The survey conducted over the last month found that 39% of respondents were yet to return home, while 19% planned not to move back. Another 20% reported being displaced for six months.
Among those surveyed, 61% were somewhat or very dissatisfied with the recovery efforts. Only 7% were very satisfied.
“New Jerseyans who were displaced by the storm, even if they are now back in their homes, are significantly more negative than other Garden State residents about the pace and focus of recovery,” said Patrick Murray, director of the Monmouth University Polling Institute.

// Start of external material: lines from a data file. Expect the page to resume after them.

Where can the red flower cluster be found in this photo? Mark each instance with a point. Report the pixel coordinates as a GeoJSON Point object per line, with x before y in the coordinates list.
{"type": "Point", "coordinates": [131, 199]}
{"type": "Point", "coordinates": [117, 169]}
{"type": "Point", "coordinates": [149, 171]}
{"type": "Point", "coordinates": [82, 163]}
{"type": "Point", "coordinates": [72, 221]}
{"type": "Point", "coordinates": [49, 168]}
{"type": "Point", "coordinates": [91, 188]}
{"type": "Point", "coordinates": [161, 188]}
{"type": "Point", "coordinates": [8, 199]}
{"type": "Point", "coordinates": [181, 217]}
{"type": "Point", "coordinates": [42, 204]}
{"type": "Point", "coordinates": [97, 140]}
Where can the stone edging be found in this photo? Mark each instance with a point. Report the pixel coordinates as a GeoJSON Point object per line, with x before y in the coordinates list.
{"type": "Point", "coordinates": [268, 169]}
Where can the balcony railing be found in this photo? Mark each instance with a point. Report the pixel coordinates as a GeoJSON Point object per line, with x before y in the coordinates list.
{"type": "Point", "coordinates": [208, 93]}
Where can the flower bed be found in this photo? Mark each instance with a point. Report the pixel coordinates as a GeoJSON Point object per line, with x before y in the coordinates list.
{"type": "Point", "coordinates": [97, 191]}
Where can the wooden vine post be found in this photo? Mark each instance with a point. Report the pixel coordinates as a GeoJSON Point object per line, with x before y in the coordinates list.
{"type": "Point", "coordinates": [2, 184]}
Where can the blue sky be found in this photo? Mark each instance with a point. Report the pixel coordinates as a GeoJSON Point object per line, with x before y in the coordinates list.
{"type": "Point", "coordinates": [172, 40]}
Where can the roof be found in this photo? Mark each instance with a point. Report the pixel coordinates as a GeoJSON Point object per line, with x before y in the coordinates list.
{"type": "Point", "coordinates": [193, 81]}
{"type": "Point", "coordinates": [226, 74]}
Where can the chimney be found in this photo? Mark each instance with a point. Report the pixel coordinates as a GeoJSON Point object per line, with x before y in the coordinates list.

Chris Christie is little more than, as Steve M. characterizes him, "a white guy kicking down, with swagger." I prefer "a big man kicking down, with swagger" because if he were a little man, it would not have the same political affect, especially among the adoring members of the press corps. Not all of Christie's Greatest Hits have been carefully scripted, for he is not always able to control his temper (video, below). Shortly before his re-election, S.M. observed Christie has
been playing down the anger in this campaign and playing up the (alleged) cuddliness, but the anger is still there -- but now that he doesn't want to put it in the foreground, the fawning press doesn't want to, either. And Democrats, shamefully, have let him get away with this, rather than goading and needling him on the campaign trail, which, if it didn't lead to any "macaca" moments that would have brought him down this year, might have led to embarrassing video that could have hurt him in a 2016 general election.
Wallace-Wells u intentionally highlights the contrast between the myth and the reality of Christopher J. Christie when the former claims "the storm gave Christie a national spotlight for his bipartisanship." There is no one more bipartisan than a team player who boasts "I don't think there's anybody in America who thinks my personality is best suited for being Number Two."